Segundo ela, uma pesquisa recente da AARP revelou que quase um quarto dos empreendedores individuais, que correspondem a uma parcela significativa das pequenas empresas do país, tem mais de 60 anos. Outra pesquisa da AARP revelou que 10 por cento das pessoas com empregos regulares desejavam abrir uma empresa depois da aposentadoria.
A Fundação Ewing Marion Kauffman revelou que as pessoas em idade de se aposentar são as que mais abrem novos negócios, comparadas com outras faixas etárias. O Índice de Atividade Empresarial, lançado pela fundação em abril, revelou que a parcela de negócios iniciados por empreendedores com idades entre 55 e 64 foi de 23 por cento no ano passado, comparada a 14 por cento em 1996 e maior do que a da faixa etária entre 20 e 34 anos de idade.
Ingram, de 65 anos, que costurava drapeados sob medida enquanto ajudava o marido a gerenciar uma fazenda de laticínios, foi recentemente a um evento de assessoria em Eau Claire, no Wisconsin, onde falou sobre a ajuda que recebeu de um advogado de patentes aposentado quando estava tentando patentear seu sistema de toldos. Ela também precisava de ajuda para compreender as dificuldades em gerenciar sua empresa em constante expansão, a Weather Queen Shades, relatou.

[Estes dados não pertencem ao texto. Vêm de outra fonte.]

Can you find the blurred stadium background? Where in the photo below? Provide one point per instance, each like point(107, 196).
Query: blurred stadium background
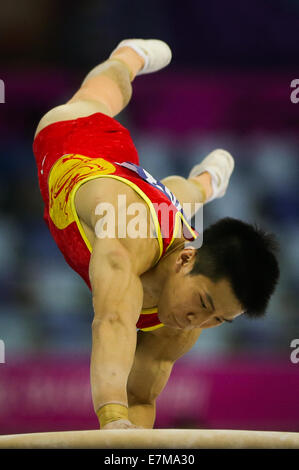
point(228, 86)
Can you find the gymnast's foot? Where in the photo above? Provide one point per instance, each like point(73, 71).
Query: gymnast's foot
point(143, 55)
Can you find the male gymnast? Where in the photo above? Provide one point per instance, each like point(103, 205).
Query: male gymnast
point(152, 295)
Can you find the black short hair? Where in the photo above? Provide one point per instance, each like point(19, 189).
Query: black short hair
point(243, 254)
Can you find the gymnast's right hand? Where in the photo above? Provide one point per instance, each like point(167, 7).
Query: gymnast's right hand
point(121, 424)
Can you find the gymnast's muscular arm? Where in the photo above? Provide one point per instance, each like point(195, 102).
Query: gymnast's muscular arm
point(117, 296)
point(155, 356)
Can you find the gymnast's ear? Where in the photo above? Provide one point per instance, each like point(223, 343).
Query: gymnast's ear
point(185, 259)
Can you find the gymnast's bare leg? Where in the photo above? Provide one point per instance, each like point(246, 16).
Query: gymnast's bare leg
point(108, 89)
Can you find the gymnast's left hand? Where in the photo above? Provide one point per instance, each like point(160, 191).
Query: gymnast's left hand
point(121, 424)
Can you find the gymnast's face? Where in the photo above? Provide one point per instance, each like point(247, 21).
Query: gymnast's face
point(188, 302)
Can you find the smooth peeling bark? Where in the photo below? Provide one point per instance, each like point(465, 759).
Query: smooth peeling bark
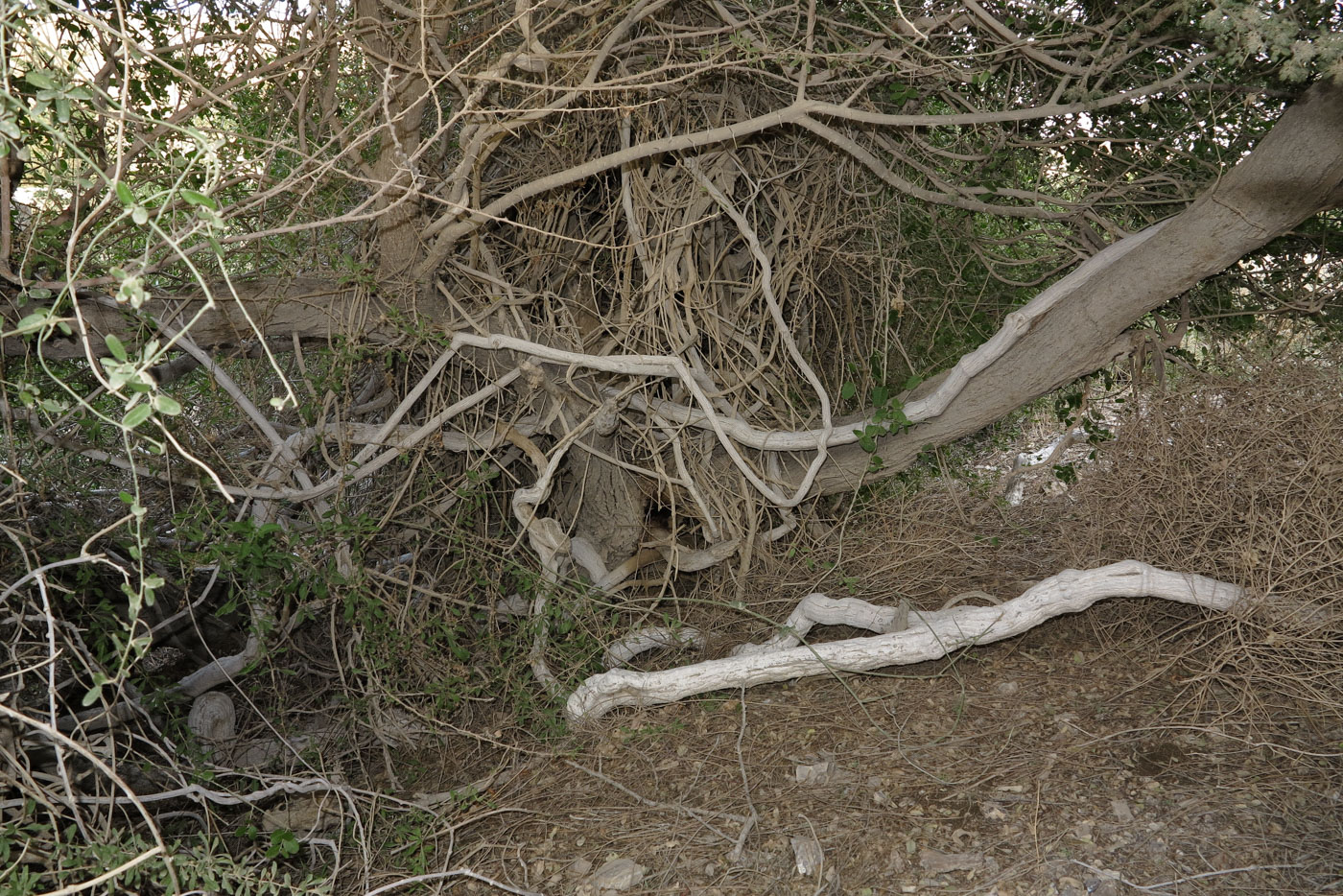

"Quero ter certeza de que tenho o seguro correto, de que minha marca está protegida e de que sei tudo o que preciso saber sobre redigir contratos", afirmou Ingram.
Ela está sendo auxiliada por um assessor da SCORE, uma associação sem fins lucrativos que presta assessoria empresarial. Mais de 12.000 voluntários participam, muitos dos quais são executivos aposentados de grandes empresas, oferecendo assessoria gratuita e ajuda para novas startups.
"As pessoas precisam entender como é difícil", afirmou Ingram, explicando que passou dois anos criando e trabalhando nos detalhes do sistema que opera seus toldos. "O que faz a diferença não é o dinheiro, mas os conselhos que recebemos".
Watson foi a um seminário sobre demonstrações financeiras e empréstimos em Kansas City no mês passado, pois está aprendendo a fazer a gestão de seu negócio, que utiliza um espaço de eventos chamado The Promise, no bairro artístico da cidade.
"É completamente diferente quando você está tentando fazer isso sozinho", afirmou Watson, de 54 anos. "Tenho aprendido sobre como fazer orçamentos, para que eu possa contratar as pessoas de que preciso para que a empresa funcione corretamente".
Além disso, "A regra número um é fazer a contabilidade todas as semanas, não importa o que esteja acontecendo".
Watson também tem trabalhado com um voluntário da SCORE, Gary Brickman, fiscal aposentado do banco central. Ele afirmou que muitos aspirantes a donos de pequenas empresas que recorrem à SCORE em busca de aconselhamento desistem depois de saber dos compromissos e dos requisitos financeiros. Contudo, ele afirmou que Watson "tem um plano de negócios bem preparado e provavelmente alcançará seus objetivos".
A questão sobre investir as economias geralmente surge durante as sessões de assessoria, que podem ser presenciais ou online, afirmou Setzfand, e "nós sempre dizemos às pessoas que não vale a pena tirar dinheiro da aposentadoria para investir em qualquer negócio. Recomendamos que criem um fundo paralelo".
Outro problema para aposentados empreendedores é o engano de trabalhar em casa, destacou.
Para evitar esses problemas, aposentados que abrem as próprias empresas depois de saírem de locais de trabalho estruturados podem se aliar a empresários experientes em eventos para empreendedores mais velhos, afirmou Michael Chodos, administrador associado para desenvolvimento empresarial na Administração de Pequenas Empresas. "Sempre há predadores por perto, porque esse é o lugar onde o dinheiro está", disse Setzfand.
O Call Center de Combate a Fraude da AARP recebe um número cada vez maior de reclamações relacionadas a empreendedores individuais. O centro registrou 150 reclamações entre fevereiro e abril, "mais do dobro em relação ao ano passado", afirmou uma porta-voz do centro, Jean Mathisen.